3. Cupertino Cyclery - Cupertino, Ca - this place is just euphoric, very high end. Cervelos, Quintana Roo, Colnago, you name it they probably have it. Zipp dealer, etc. A little pretentious but very cool after you become familiar with them. The first time I walked in here I was still on my search for a road bike...they were inspecting the ironman bikes and my jaw just dropped. (my wallet also crindged.)


----------



## roguedog (Jun 30, 2006)

huh...

I've been to the Los Altos store and they're not bad.. I've been wanting to go check out the RWC store.

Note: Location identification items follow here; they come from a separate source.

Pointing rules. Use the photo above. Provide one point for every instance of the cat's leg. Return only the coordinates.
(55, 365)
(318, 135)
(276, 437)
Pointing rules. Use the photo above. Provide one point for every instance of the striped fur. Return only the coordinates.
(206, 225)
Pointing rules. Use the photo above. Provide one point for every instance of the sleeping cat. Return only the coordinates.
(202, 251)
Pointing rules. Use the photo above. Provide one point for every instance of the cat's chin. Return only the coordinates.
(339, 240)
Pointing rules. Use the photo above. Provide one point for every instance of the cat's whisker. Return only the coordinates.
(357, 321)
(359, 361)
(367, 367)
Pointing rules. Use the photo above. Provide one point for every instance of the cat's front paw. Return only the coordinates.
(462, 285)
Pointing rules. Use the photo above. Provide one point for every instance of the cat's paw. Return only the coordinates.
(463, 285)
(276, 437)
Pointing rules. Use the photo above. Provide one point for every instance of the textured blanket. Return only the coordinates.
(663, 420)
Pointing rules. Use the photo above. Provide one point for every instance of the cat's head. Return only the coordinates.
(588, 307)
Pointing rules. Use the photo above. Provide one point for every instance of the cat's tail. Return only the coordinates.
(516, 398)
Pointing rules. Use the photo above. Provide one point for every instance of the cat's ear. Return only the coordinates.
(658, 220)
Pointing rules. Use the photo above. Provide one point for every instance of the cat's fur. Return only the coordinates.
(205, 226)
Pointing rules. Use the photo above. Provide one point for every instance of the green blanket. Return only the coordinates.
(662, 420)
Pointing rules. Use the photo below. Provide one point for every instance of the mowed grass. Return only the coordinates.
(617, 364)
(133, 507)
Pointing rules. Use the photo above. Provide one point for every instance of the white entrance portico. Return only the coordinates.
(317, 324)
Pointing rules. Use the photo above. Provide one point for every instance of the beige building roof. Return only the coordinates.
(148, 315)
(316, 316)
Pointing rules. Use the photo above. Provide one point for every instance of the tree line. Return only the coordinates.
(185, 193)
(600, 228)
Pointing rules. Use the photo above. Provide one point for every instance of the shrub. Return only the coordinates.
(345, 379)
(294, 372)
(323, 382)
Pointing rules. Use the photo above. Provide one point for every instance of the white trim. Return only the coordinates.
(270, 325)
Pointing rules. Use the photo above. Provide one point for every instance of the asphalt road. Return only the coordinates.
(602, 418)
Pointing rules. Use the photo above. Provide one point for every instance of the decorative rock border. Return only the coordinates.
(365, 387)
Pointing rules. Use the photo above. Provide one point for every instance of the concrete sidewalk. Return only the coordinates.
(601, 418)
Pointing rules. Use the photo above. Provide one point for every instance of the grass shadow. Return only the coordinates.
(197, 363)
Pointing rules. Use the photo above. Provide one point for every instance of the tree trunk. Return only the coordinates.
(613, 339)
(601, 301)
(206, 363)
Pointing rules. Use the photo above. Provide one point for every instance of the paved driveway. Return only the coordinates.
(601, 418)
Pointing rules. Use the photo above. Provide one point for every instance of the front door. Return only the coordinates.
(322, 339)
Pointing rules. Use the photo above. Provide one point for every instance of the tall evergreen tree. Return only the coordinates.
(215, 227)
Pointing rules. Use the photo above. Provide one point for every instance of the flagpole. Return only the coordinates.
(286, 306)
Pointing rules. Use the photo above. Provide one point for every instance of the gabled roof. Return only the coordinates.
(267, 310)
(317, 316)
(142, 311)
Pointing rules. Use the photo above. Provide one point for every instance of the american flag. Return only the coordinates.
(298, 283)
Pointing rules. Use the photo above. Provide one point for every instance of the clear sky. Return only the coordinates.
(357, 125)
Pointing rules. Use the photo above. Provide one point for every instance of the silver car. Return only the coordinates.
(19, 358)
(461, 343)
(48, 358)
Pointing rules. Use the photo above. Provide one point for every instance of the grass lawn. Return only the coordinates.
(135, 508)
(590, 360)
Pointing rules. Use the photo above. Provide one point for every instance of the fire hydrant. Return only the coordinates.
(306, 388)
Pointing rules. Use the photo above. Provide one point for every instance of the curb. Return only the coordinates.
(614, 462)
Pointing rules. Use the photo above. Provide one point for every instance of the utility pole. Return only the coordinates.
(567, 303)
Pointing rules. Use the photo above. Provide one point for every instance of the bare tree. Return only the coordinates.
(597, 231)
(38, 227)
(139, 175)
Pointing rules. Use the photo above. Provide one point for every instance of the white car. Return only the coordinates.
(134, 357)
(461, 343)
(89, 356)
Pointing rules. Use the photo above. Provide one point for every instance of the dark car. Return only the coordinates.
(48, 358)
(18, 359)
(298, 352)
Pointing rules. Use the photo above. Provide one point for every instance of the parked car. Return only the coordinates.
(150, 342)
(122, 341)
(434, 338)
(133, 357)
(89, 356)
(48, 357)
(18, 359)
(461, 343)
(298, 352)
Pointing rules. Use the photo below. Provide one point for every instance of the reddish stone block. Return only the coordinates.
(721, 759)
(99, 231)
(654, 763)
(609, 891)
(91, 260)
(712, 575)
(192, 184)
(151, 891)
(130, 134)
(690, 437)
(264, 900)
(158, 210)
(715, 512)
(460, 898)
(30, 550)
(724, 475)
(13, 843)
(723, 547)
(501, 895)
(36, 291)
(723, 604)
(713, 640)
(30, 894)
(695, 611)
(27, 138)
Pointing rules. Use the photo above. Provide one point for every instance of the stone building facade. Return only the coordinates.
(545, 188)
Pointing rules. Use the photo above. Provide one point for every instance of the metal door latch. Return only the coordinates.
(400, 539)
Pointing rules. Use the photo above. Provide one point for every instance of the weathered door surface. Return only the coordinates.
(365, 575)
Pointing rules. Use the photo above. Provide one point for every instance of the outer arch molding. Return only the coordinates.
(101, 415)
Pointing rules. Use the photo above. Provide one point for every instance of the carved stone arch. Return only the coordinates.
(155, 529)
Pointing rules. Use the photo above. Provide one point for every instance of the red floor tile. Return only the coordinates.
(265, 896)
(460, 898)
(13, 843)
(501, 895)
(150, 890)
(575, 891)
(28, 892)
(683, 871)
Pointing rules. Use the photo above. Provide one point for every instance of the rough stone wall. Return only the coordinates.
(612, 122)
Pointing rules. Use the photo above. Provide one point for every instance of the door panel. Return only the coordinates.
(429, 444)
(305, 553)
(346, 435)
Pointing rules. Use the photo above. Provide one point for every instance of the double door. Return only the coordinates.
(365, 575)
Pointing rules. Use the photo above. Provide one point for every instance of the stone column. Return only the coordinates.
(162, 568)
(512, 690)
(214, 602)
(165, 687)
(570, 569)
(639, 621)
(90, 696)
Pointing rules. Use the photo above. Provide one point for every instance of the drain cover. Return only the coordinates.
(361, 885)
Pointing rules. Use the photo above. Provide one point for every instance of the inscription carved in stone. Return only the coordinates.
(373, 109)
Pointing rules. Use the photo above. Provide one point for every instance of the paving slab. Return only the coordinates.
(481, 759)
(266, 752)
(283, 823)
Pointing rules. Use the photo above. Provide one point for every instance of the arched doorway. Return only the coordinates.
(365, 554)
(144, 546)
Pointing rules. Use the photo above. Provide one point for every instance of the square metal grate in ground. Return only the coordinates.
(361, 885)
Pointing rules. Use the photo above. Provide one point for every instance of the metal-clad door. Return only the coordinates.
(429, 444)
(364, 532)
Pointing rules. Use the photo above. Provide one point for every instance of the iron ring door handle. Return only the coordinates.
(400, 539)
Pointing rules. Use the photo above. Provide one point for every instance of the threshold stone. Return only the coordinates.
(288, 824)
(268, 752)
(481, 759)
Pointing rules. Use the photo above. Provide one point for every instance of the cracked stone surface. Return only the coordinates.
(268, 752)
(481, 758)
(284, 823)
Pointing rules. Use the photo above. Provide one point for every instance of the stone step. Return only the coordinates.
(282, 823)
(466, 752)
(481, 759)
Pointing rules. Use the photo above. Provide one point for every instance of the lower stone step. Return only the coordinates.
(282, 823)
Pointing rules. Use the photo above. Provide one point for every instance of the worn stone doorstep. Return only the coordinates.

Cupertino.. Man, I wandered in there for like 20 min at least and NO ONE spoke to me or even asked me if I needed help. And the store ain't that big so it's not as if it's not obvious. It wasn't only me. Another customer, a guy, actually got on his cell phone and started some conversation with his friend about looking for bikes and he didn't get any attention either. I just left outta disgust after my 20 min. And yes, on the service side there were like 3-4 folks. I wandered there as well. Not high on my list at all.


----------



## wchane (Aug 8, 2006)

You may want to try this new shop. 'Breakaway' in Saratoga on the corner of big basin way and sunnyvale saratoga road. it's right behind the starbucks opposite of the 76 station and fire station. 

I've yet to go there, but sounds like a more friendly shop.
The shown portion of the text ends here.